Make sure that you have the right equipment and protective gear before moving the bees. This includes a bee suit, gloves, and a hat/hood. It's also best to have a smoker ready to use if you encounter any aggressive behaviors from the bees.

Plan your route ahead of time

Before relocating your beehive, make sure to plan your route ahead of time. This will help you move the bees in a more efficient and stress-free manner. Planning can also help eliminate making the bees locked up for hours and days, even when they've been transported a short distance.

If you're transporting your beehive in a trailer, make sure to have the right equipment and tools that you need for the move.

Check the weather before you move

This is often neglected, but is one of the most important things to consider when you move your hive. Make sure to check the weather before moving your beehive, so that you're sure that they won't be exposed to extreme temperatures throughout the journey.

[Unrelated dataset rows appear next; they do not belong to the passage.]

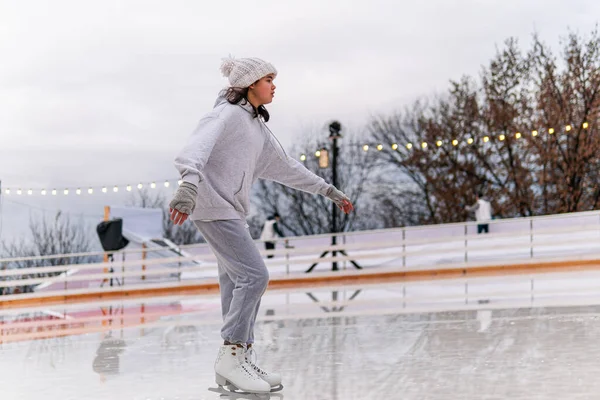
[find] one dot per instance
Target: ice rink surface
(336, 343)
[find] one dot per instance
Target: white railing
(568, 236)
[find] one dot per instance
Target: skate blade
(227, 393)
(277, 388)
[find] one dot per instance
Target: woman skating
(228, 151)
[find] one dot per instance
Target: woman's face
(262, 91)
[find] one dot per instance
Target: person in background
(483, 213)
(270, 232)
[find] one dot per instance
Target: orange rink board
(325, 279)
(427, 339)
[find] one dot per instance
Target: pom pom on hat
(244, 72)
(227, 66)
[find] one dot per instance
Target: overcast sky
(106, 92)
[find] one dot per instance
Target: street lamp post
(334, 134)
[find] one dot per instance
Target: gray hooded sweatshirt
(227, 153)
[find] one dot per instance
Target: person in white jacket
(228, 151)
(483, 213)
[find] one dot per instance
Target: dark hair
(236, 95)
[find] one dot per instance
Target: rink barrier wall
(548, 243)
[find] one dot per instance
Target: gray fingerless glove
(184, 200)
(336, 195)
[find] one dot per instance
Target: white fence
(567, 236)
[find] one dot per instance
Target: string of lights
(90, 190)
(455, 142)
(86, 190)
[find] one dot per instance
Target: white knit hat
(244, 72)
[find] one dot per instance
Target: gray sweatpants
(243, 276)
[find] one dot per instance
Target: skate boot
(272, 378)
(232, 371)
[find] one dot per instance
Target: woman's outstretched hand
(183, 203)
(340, 199)
(177, 217)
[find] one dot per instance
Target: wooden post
(106, 218)
(143, 258)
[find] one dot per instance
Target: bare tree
(496, 136)
(49, 237)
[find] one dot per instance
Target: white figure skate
(234, 375)
(272, 378)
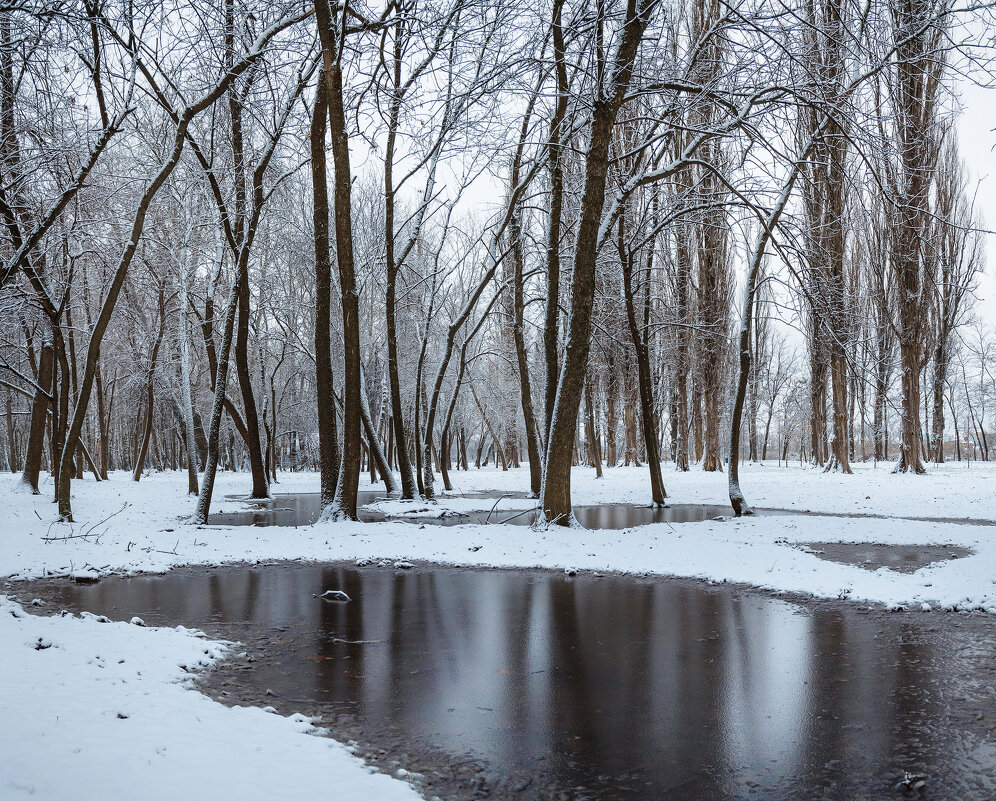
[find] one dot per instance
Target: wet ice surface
(872, 556)
(302, 509)
(533, 685)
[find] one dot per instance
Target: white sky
(978, 145)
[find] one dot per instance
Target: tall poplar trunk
(555, 498)
(39, 416)
(332, 42)
(328, 435)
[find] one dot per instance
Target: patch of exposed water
(873, 555)
(303, 509)
(534, 685)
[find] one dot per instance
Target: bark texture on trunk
(555, 497)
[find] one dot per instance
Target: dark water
(597, 688)
(302, 509)
(872, 555)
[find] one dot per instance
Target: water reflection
(303, 509)
(627, 689)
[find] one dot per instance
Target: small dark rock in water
(334, 595)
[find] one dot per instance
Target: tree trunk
(328, 436)
(39, 416)
(344, 505)
(555, 499)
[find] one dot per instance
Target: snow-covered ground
(96, 710)
(66, 701)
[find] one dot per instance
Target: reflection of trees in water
(653, 686)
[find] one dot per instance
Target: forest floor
(100, 706)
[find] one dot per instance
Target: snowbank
(128, 527)
(99, 710)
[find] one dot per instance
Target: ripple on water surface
(594, 687)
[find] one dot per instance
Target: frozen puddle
(535, 685)
(872, 556)
(302, 509)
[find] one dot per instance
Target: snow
(98, 709)
(143, 530)
(101, 710)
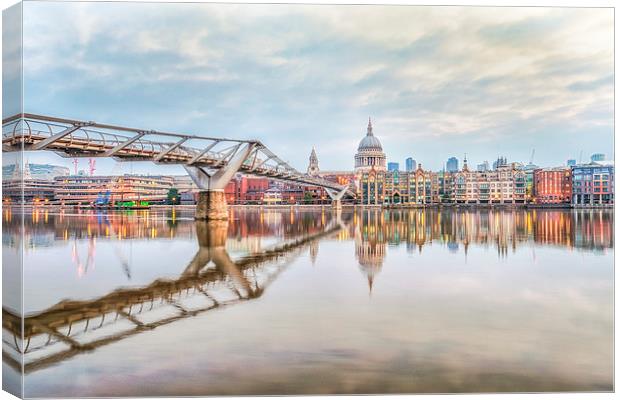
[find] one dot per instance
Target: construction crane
(91, 166)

Moving your beehive to too hot or cold temperatures can be dangerous to the bees and might even cause them to die. It's best to move them during cold temperatures, when they will be busy warming up and have fewer opportunities to fly out of the hive.

Split their moving per feet

For bees not to get stressed, you can also try to split the move per foot. This means that instead of moving them all in one go, break it down into smaller distances. This will make them feel safer and more comfortable during the move.

For example, if you're moving them 30 feet away, break the distance into 5–6 feet a day. It would take some time, but it would definitely be more beneficial to the bees.

Provide food and water

Before you move your beehive, make sure to provide them with enough food and water. This will ensure that they have enough energy to survive even after the relocation.

Also, make sure that you have enough food and water in their destination area so that they don't have to rely solely on the food and water from their original location.

Clean up afterward

Once you've successfully moved your beehive, make sure to clean up the area and dispose of any track of their previous location. Bees also rely on scent to determine where their hive is located, so make sure that there aren't any scents left behind.

By following these steps, you should be able to move your beehive successfully and without much stress on the bees. Of course, you should also take all necessary safety precautions to protect yourself from bee stings. With the right preparation, you can move your beehive with ease.